Dirinya mencatat penjualan produk tekstil di 2010 sebesar USD19,85 miliar, USD25,21 miliar pada 2011, lalu 2012 mencapai USD22,85 miliar dan menurun menjadi USD20,56 miliar di 2013 dan USD18,34 miliar di 2014.
"Produksi dalam negeri lebih diisi produk impor, dan kita justru melakukan perdagangan bebas dengan musuh kita Tiongkok. Karena mereka produsen garmen dan tekstil juga yang mau menciptakan lapangan kerja buat satu miliar penduduknya," terang Ade di Jakarta Pusat, Selasa, 28 Juli 2015.
Ade berharap, Pemerintah bisa lebih kreatif dan pandai dalam menjalin kerja sama perdagangan bebas dengan AS dan Eropa. Akibatnya, sambung Ade, Indonesia tersalip Vietnam yang lebih dulu menerapkan kerja sama tersebut.
"Selama ini kita enggak pernah memiliki perdagangan bebas dengan AS dan Eropa. Vietnam yang sudah punya industri garmen sejak 2000 dan kerja sama AS serta Eropa berhasil menyusul kita dengan ekspor dua kali lipat.

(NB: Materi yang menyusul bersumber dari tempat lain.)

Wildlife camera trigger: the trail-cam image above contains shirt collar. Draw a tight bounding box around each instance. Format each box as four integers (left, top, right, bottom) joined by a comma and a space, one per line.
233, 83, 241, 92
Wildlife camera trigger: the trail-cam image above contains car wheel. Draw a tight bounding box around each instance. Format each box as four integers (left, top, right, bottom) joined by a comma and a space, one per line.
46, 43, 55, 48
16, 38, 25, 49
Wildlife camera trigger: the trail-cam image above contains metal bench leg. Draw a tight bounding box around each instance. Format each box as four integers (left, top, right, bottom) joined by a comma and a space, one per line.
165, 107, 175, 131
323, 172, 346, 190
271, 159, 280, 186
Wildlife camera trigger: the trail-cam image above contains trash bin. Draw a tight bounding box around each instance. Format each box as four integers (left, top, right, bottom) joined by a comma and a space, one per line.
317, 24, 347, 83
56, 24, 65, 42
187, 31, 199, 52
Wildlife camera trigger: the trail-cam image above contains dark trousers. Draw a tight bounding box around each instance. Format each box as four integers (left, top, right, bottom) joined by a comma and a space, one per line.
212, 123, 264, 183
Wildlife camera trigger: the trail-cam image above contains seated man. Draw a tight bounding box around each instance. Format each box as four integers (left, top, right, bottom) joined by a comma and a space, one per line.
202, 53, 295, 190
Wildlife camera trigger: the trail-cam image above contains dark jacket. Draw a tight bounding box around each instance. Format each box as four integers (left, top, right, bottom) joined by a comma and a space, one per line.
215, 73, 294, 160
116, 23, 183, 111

Kita enggak bekerja cerdik, bekerjanya bodoh," tegas Ade.
Data Ade menunjukkan, pemakaian atau daya beli masyarakat Indonesia terhadap produk tekstil kurang dari enam kilogram (kg) per kapita. Jauh dari Eropa yang mencatatkan 48 kg per kapita. Sementara Malaysia, pemakaian produk tekstilnya delapan kg per kapita dan Vietnam 7,5 kg per kapita.
"Daya beli masyarakat kita juga rendah, karena lebih banyak yang menganggur daripada bekerja," pungkasnya.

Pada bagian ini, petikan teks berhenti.